Para peneliti kini memakai adonan kue untuk menjawab persoalan yang terdengar sangat teknis tetapi sebenarnya dekat dengan masa depan industri pangan. Mereka ingin mengukur seberapa baik adonan kue menghantarkan listrik, lalu memahami bagaimana sifat itu berubah saat adonan dipanaskan. Sekilas ini mungkin terdengar seperti pertanyaan yang aneh. Namun bagi ilmu pangan modern, jawaban atas pertanyaan ini sangat penting karena berkaitan dengan cara makanan dipanaskan, diproses, dan dikontrol mutunya dengan lebih akurat.
Dalam penelitian yang terbit pada 2026 di Journal of Food Engineering, para ilmuwan mengembangkan model numerik untuk mengukur konduktivitas listrik atau electrical conductivity dari cake batter, yaitu adonan kue. Konduktivitas listrik menunjukkan kemampuan suatu bahan untuk menghantarkan arus listrik. Dalam kehidupan sehari hari, logam seperti tembaga memiliki konduktivitas tinggi, sedangkan kayu kering memiliki konduktivitas rendah. Pada bahan pangan, sifat ini juga ada, hanya saja nilainya lebih rumit karena dipengaruhi air, garam, suhu, dan perubahan struktur bahan selama pemanasan.
Baca juga artikel tentang: Laut Cerdas, Bumi Berenergi: Revolusi Konversi Gelombang Menuju Energi Bersih
Mengapa ilmuwan pangan tertarik pada kemampuan adonan menghantarkan listrik. Salah satu alasannya adalah teknologi pemanasan listrik. Dalam beberapa sistem pengolahan pangan, panas tidak selalu diberikan dari luar seperti pada oven biasa. Kadang arus listrik justru dialirkan ke dalam bahan sehingga bahan itu memanas dari dalam. Proses seperti ini dapat membantu mempercepat pemanasan dan dalam beberapa kasus membuat distribusi panas menjadi lebih efisien. Namun agar teknik tersebut bekerja baik, para peneliti harus tahu dengan cukup tepat bagaimana bahan pangan menghantarkan listrik pada berbagai kondisi.
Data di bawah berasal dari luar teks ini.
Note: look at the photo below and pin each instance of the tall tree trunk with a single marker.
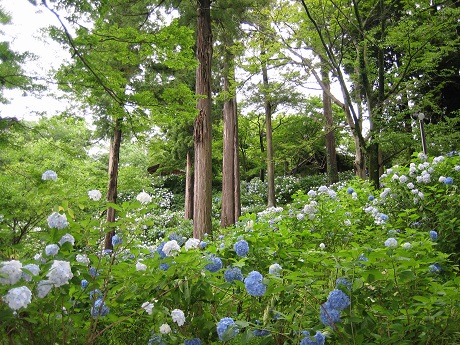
(114, 157)
(228, 170)
(236, 167)
(262, 151)
(202, 126)
(189, 187)
(331, 156)
(271, 201)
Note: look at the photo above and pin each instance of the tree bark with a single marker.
(271, 201)
(189, 187)
(202, 125)
(331, 156)
(114, 157)
(228, 170)
(236, 166)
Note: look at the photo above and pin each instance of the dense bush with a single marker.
(342, 264)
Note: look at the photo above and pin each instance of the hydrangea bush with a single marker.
(341, 264)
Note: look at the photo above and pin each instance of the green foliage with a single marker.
(402, 285)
Masalahnya, mengukur konduktivitas listrik adonan kue tidak sesederhana mengukur air garam dalam gelas. Adonan kue adalah sistem yang sangat kompleks. Di dalamnya ada air, tepung, gula, lemak, udara, protein, dan pati. Begitu adonan mulai dipanaskan, semua komponen ini tidak tinggal diam. Suhu naik, distribusi panas tidak selalu merata, air berpindah, dan pati mulai mengalami gelatinisasi. Gelatinisasi adalah proses ketika granula pati menyerap air, mengembang, lalu mengubah tekstur campuran. Proses inilah yang sangat penting dalam pembentukan struktur kue, tetapi sekaligus membuat sifat listrik adonan ikut berubah.
Di sinilah letak tantangan utama penelitian ini. Saat peneliti mengukur konduktivitas listrik dalam medan listrik yang cukup tinggi, seperti yang digunakan pada pemanasan ohmik, suhu di dalam sel pengukuran dapat meningkat secara tidak seragam. Artinya, satu bagian adonan bisa lebih panas daripada bagian lain. Jika suhu tidak merata, maka hubungan antara suhu dan konduktivitas listrik menjadi sulit dibaca secara akurat. Dengan kata lain, alat ukur tidak hanya membaca sifat bahan, tetapi juga ikut dipengaruhi oleh kenyataan bahwa bahan sedang berubah dan memanas secara tidak merata.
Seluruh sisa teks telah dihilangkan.